Die Anziehsachen sämtlicher Familienmitglieder sind mittlerweile voll mit Mehl und Teigresten. Die Lust der Kinder, beim Backen zu helfen, ist irgendwo zwischen dem ersten Probieren der fertigen Ausstechplätzchen und dem Naschen des Heidesand-Teigs verloren gegangen. Die Küche sieht schon ein bisschen aus wie ein Schlachtfeld – wir haben also nichts mehr zu verlieren! Ich nehme mir also die Zeit für einen leckeren, weißen Glühwein. Nicht selbst gemacht, aber eine tolle Empfehlung aus dem kleinen Getränkemarkt unseres Vertrauens. Der Glühwein tut gut und ich fühle mich wieder stark genug für die dritte Ladung Kekse – ebenfalls ein Klassiker, auf das nötigste reduziert 😉

Kokosmakronen pur – ohne Schoki ohne Boden

Kokosmakronen

Definitiv nicht jedermanns Sache, aber bei uns haben sie ausreichend Fans, so dass Mitte Dezember wahrscheinlich schon keine mehr übrig sind!

Hier die Zutaten:

  • 6 Eiweiß
  • 300 g Zucker
  • 150 g Puderzucker
  • 2 Päckchen Vanillezucker
  • 400 g Kokosraspel

Hauptbestandteil ist der Eischnee – dafür muss man also erstmal das Eiweiß steif schlagen, was bei sechs Eiern ein wenig Geduld bedarf. Ist das erledigt, können Zucker, Puderzucker und Vanillezucker beigemischt werden. Zu guter Letzt noch kurz die Kokosraspeln unterrühren. Die letzten Jahre habe ich die Kokos-Häufchen dann immer mit zwei kleinen Teelöffeln “geformt”. Nicht das hübscheste Ergebnis aber schnell und effektiv.
Dieses Jahr wollte ich schlauer sein und meinen Spritzbeutel füllen, aber das war (auch ohne Tülle) ehrlich gesagt ziemlich harte Arbeit, die doch sehr zähe Masse da durch zu zwängen… nächstes Jahr also wieder ohne Schnickschnack.
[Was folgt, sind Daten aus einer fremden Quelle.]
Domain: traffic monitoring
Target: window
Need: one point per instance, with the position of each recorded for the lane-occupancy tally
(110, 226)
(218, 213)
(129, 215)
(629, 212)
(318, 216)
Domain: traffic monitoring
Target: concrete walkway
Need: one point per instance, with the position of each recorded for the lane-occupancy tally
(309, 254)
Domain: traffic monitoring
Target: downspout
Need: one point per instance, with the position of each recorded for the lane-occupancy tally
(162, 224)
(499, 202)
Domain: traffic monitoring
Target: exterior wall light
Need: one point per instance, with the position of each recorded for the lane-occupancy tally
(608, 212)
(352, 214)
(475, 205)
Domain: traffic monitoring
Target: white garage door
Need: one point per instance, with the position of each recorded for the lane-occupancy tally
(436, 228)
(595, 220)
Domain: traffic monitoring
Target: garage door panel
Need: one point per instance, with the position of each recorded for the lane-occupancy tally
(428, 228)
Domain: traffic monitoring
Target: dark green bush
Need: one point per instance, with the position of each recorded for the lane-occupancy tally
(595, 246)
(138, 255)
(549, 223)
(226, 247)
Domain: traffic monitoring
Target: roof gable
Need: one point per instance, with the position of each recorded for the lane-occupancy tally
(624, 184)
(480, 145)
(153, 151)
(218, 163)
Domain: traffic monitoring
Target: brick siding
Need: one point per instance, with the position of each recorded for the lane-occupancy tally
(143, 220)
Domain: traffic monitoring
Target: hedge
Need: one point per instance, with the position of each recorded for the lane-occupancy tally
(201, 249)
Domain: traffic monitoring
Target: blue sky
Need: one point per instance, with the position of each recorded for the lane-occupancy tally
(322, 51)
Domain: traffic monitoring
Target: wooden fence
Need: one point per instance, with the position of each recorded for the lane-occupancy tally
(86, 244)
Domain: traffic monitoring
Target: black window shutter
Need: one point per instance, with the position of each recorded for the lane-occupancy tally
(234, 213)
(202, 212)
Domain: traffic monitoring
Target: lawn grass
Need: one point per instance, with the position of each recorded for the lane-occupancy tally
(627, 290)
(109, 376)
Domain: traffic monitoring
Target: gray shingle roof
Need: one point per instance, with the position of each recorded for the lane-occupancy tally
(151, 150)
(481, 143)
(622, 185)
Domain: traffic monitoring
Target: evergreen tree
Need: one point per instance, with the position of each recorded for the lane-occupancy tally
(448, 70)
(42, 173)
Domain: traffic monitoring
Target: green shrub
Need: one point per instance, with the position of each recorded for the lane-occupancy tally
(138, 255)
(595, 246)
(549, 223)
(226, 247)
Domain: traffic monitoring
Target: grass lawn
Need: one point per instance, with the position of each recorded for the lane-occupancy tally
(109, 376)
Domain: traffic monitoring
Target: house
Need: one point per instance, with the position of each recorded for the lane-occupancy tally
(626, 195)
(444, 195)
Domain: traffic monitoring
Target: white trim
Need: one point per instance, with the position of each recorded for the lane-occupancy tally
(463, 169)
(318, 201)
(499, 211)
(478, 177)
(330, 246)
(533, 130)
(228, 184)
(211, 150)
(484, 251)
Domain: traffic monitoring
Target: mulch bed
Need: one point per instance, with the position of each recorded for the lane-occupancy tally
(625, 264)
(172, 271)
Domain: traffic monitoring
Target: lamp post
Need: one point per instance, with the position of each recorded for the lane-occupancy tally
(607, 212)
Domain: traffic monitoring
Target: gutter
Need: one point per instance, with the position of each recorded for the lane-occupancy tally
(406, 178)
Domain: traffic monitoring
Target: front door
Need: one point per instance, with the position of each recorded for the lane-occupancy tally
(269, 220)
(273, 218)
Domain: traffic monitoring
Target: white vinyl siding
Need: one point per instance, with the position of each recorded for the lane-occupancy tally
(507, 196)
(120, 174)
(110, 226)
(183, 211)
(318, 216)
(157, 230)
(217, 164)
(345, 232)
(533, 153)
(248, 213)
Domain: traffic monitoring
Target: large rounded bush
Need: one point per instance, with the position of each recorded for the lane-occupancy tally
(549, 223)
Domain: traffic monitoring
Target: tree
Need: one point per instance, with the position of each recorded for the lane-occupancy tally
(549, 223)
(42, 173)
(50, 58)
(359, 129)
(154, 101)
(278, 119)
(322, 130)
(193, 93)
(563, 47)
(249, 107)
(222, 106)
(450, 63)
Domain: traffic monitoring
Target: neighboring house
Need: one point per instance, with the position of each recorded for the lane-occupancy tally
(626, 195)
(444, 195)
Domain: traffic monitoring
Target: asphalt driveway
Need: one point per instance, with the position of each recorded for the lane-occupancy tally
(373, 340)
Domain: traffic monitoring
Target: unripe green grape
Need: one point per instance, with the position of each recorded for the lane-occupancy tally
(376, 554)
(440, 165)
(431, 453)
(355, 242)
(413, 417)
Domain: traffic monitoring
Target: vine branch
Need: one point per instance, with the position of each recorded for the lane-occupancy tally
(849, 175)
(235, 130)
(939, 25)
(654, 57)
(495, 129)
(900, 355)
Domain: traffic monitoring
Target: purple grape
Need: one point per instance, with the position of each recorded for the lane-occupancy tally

Die Kokosmakronen müssen dann noch für ca. 15 Minuten auf das untere Backblech und während sie so vor sich hin bräunen, können wir endlich wieder alles auf “Normalzustand” setzen. Heißt: Küche sauber machen und zwischendurch die fertigen Werke probieren.

Plätzchen backen hat also – realistisch betrachtet – oft wenig mit vorweihnachtlicher Romantik zu tun, aber das Ergebnis ist es wert!  Die Keksdosen sind voll und der Inhalt schmeckt 100 Mal besser, als gekaufte Ware aus dem Supermarkt. Und man weiß, was drin ist: Zucker, Zucker und nochmals Zucker 😉

Zum Glück ist nur einmal im Jahr Weihnachten….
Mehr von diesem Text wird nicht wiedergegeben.